Cheng Liang-Ling, Ye Feng, Xu Tian, Li Hong-Jian, Li Wei-Min, Fan Xiao-Fang
Wuxi school of medicine, Jiangnan University, Wuxi, People's Republic of China.
School of Environmental Engineering, Wuxi University, Wuxi, People's Republic of China.
Int J Womens Health. 2024 Dec 18;16:2173-2184. doi: 10.2147/IJWH.S482291. eCollection 2024.
To construct a nomogram prediction model on minimal breast cancer (≦ 10 mm) based on clinical and ultrasound parameters.

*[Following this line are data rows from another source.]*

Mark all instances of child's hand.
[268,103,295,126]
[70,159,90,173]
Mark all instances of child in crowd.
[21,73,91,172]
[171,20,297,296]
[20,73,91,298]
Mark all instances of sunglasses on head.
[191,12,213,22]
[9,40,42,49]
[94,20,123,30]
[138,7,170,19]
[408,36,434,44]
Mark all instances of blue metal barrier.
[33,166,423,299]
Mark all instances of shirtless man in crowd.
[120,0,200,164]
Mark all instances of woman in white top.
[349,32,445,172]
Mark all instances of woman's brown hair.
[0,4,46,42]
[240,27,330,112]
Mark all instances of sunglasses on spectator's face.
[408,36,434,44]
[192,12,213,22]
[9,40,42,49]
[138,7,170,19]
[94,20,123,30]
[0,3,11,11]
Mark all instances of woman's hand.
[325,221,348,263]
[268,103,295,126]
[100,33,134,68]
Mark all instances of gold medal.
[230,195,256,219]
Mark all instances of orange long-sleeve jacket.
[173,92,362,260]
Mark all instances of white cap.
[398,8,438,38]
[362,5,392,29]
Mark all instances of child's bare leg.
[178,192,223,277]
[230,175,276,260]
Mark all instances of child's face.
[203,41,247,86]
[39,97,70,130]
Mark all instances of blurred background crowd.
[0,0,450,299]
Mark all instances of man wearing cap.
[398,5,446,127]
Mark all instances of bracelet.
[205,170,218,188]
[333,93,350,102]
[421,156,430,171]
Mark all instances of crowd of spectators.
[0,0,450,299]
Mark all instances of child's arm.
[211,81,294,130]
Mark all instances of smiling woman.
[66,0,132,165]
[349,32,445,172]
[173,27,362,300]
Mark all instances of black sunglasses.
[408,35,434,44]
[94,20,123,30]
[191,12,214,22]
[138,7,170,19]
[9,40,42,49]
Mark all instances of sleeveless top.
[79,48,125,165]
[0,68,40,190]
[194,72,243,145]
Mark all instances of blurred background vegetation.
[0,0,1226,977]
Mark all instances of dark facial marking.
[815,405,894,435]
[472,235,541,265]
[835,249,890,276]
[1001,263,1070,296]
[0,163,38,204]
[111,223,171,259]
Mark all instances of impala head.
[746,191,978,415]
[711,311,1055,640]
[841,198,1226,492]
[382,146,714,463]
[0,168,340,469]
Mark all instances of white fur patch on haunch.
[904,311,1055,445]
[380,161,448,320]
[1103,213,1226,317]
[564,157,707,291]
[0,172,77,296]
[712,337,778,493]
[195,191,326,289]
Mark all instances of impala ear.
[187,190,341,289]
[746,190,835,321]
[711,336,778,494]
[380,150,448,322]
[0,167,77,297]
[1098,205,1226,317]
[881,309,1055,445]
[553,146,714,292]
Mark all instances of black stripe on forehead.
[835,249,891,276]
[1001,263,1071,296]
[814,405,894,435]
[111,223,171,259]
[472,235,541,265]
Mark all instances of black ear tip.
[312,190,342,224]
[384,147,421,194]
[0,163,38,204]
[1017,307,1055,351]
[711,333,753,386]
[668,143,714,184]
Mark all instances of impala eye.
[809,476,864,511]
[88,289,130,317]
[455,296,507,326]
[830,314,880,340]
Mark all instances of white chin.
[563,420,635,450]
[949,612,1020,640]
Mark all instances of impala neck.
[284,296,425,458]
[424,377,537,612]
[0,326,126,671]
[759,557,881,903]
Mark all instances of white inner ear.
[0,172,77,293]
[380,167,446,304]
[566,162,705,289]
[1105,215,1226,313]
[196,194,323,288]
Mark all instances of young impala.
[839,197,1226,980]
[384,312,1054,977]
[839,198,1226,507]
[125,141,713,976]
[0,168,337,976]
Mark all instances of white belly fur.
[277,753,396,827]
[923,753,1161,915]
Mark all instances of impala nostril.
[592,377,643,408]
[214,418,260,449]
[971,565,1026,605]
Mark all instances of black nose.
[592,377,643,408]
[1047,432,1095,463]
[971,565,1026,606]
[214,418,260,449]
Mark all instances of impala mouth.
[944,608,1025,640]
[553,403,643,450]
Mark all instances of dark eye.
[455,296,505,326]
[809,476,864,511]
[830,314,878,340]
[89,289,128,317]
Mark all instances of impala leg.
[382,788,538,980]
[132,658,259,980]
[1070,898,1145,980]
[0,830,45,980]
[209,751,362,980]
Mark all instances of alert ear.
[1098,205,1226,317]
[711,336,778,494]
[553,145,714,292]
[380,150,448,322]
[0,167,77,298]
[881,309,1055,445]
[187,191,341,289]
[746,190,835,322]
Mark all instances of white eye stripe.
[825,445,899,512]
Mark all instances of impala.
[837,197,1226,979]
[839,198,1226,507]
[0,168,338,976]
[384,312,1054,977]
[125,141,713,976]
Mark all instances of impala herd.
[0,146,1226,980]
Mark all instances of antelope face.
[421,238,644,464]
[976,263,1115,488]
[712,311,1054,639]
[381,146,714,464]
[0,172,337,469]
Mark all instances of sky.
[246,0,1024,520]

Clinical and ultrasound data of 433 patients with minimal breast lesions was conducted in this retrospective study. Patients were randomly divided into a training set and a validation set with a ratio of 7:3. Independent risk factors for minimal breast cancer were selected by the least absolute shrinkage and selection operator (LASSO) regression and multivariable logistic regression analysis to construct a nomogram prediction model. The calibration curve, the clinical decision curve analysis (DCA) and the area under the curve (AUC) of the receiver operating characteristic (ROC) curve were used to evaluate the diagnostic efficacy of the model.

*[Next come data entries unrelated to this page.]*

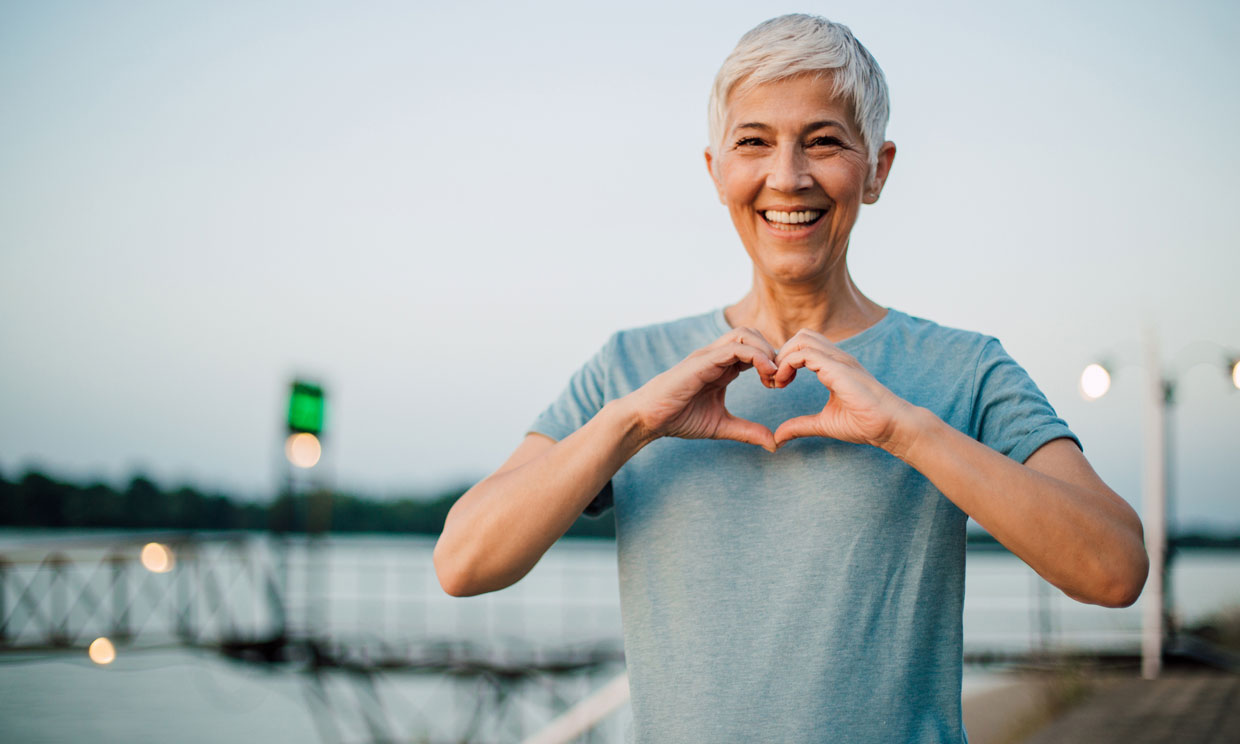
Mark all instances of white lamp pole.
[1141,329,1167,680]
[1080,337,1240,680]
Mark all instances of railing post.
[108,552,129,641]
[0,556,9,646]
[47,553,69,646]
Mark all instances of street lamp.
[1080,331,1240,680]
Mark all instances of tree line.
[0,470,615,538]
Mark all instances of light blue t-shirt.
[531,310,1079,744]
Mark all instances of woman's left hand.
[774,330,914,451]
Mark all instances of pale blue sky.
[0,1,1240,525]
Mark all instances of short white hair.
[707,12,890,166]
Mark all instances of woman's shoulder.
[888,308,998,352]
[608,308,728,361]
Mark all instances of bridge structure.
[0,532,624,743]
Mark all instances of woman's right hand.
[629,327,777,451]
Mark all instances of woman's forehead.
[725,74,857,131]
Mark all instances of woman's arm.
[434,401,645,596]
[434,329,775,596]
[774,331,1148,606]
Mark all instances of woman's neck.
[723,269,887,348]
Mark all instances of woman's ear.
[862,141,895,205]
[704,148,728,205]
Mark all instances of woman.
[435,15,1147,742]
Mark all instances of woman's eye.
[810,136,844,148]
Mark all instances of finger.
[711,326,776,387]
[708,341,777,378]
[773,347,830,387]
[714,412,775,453]
[775,415,822,449]
[774,348,864,387]
[775,330,852,365]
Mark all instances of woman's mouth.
[760,210,826,232]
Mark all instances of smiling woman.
[435,15,1147,742]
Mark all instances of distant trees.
[0,471,615,538]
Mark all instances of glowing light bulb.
[139,543,176,573]
[1081,363,1111,401]
[284,432,322,467]
[87,636,117,666]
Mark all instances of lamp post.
[1080,330,1240,680]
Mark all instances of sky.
[0,0,1240,527]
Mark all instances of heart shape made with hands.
[677,329,909,451]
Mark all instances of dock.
[1025,670,1240,744]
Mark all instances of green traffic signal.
[289,379,324,435]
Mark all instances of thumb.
[775,415,822,449]
[713,413,775,453]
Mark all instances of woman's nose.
[766,148,813,192]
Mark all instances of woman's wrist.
[882,403,944,465]
[598,393,658,460]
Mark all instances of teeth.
[763,210,822,224]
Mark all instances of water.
[0,532,1240,744]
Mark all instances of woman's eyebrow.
[733,119,848,133]
[805,119,848,133]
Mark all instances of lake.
[0,531,1240,743]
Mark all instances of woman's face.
[706,76,895,285]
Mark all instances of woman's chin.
[754,253,831,284]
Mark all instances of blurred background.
[0,0,1240,742]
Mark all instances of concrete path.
[1025,671,1240,744]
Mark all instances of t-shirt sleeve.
[970,339,1081,463]
[529,336,618,517]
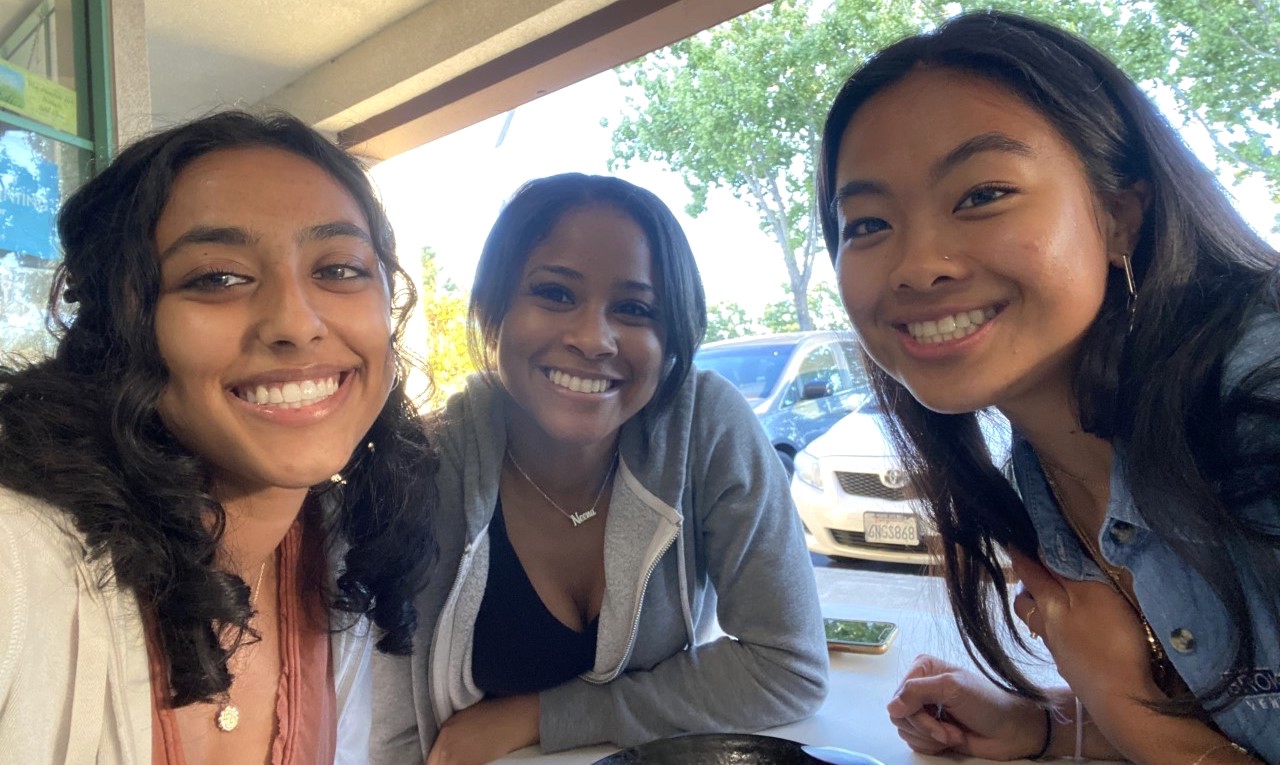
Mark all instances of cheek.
[836,256,877,330]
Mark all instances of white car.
[791,398,1009,564]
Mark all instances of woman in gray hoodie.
[374,174,827,764]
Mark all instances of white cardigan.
[0,487,374,765]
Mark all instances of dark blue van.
[694,331,870,476]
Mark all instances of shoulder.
[424,374,506,452]
[0,487,88,697]
[0,486,88,578]
[654,367,756,432]
[1222,306,1280,390]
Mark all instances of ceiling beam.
[284,0,764,160]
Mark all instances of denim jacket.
[1012,308,1280,762]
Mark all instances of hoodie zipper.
[430,537,488,725]
[590,523,687,686]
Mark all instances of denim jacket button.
[1107,521,1134,545]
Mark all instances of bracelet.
[1192,741,1249,765]
[1030,706,1049,765]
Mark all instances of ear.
[1107,180,1151,267]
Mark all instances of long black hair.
[467,173,707,409]
[0,111,434,706]
[818,12,1280,714]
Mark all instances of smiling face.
[497,206,664,449]
[155,148,393,496]
[835,70,1140,414]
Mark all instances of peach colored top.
[147,521,338,765]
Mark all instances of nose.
[564,306,618,358]
[257,272,328,348]
[890,230,965,292]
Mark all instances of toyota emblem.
[881,467,910,489]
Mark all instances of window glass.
[0,114,86,361]
[783,343,850,406]
[694,344,792,402]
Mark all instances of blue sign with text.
[0,130,60,260]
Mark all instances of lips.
[905,306,998,343]
[232,375,340,409]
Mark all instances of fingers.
[887,675,963,755]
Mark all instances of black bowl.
[593,733,820,765]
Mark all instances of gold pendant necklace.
[216,560,266,733]
[507,449,618,528]
[1039,459,1172,690]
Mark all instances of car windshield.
[694,345,795,402]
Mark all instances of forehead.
[529,203,653,274]
[837,69,1075,177]
[156,147,367,238]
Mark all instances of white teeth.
[236,377,338,409]
[547,370,612,393]
[906,308,996,343]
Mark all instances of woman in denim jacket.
[819,13,1280,765]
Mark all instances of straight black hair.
[817,12,1280,714]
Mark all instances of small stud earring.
[1120,253,1138,331]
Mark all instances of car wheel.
[778,449,796,481]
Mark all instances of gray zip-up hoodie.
[371,371,827,762]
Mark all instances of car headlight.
[795,450,822,489]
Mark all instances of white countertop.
[500,604,1070,765]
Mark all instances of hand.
[1009,551,1161,709]
[888,656,1044,760]
[426,693,540,765]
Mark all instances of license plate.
[863,513,920,548]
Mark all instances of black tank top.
[471,501,599,696]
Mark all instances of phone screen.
[823,619,897,646]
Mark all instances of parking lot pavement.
[809,554,951,620]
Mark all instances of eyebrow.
[160,220,372,262]
[929,133,1036,183]
[298,220,374,244]
[529,266,658,294]
[160,225,257,262]
[831,133,1036,215]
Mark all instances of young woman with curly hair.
[0,113,431,764]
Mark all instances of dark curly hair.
[0,111,435,706]
[818,12,1280,715]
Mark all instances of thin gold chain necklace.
[1041,459,1174,690]
[507,449,618,528]
[216,560,266,733]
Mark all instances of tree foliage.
[763,283,850,333]
[611,0,1280,329]
[421,247,475,409]
[703,301,767,343]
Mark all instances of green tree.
[703,301,764,343]
[611,0,918,329]
[764,281,850,333]
[605,0,1280,323]
[420,247,475,409]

Age, margin, shape, and breast density were independent risk factors for malignant minimal breast lesions ( < 0.05). The AUC of the training set and validation set of the nomogram prediction model were 0.875, the sensitivity were 75.0% and 88.9%, the specificity were 83.8% and 77.7%, respectively. The mean absolute error (MAE) of the training set and validation set of the calibration curve were 0.01 and 0.024, respectively.
The nomogram prediction model has good discrimination, calibration and clinical practical value in the training set and validation set. The minimal breast cancer prediction model based on clinical and ultrasonic features possesses high clinical value, facilitating the early diagnosis of minimal breast cancer.
基于临床和超声参数构建微小乳腺癌(≤10mm)的列线图预测模型。
本回顾性研究纳入了433例微小乳腺病变患者的临床和超声数据。患者按7:3的比例随机分为训练集和验证集。通过最小绝对收缩和选择算子(LASSO)回归及多变量逻辑回归分析选择微小乳腺癌的独立危险因素,以构建列线图预测模型。采用校准曲线、临床决策曲线分析(DCA)以及受试者工作特征(ROC)曲线下面积(AUC)评估模型的诊断效能。
年龄、边缘、形态和乳腺密度是微小乳腺恶性病变的独立危险因素(<0.05)。列线图预测模型训练集和验证集的AUC均为0.875,灵敏度分别为75.0%和88.9%,特异度分别为83.8%和77.7%。校准曲线训练集和验证集的平均绝对误差(MAE)分别为0.01和0.024。
列线图预测模型在训练集和验证集中具有良好的区分度、校准度和临床实用价值。基于临床和超声特征的微小乳腺癌预测模型具有较高的临床价值,有助于微小乳腺癌的早期诊断。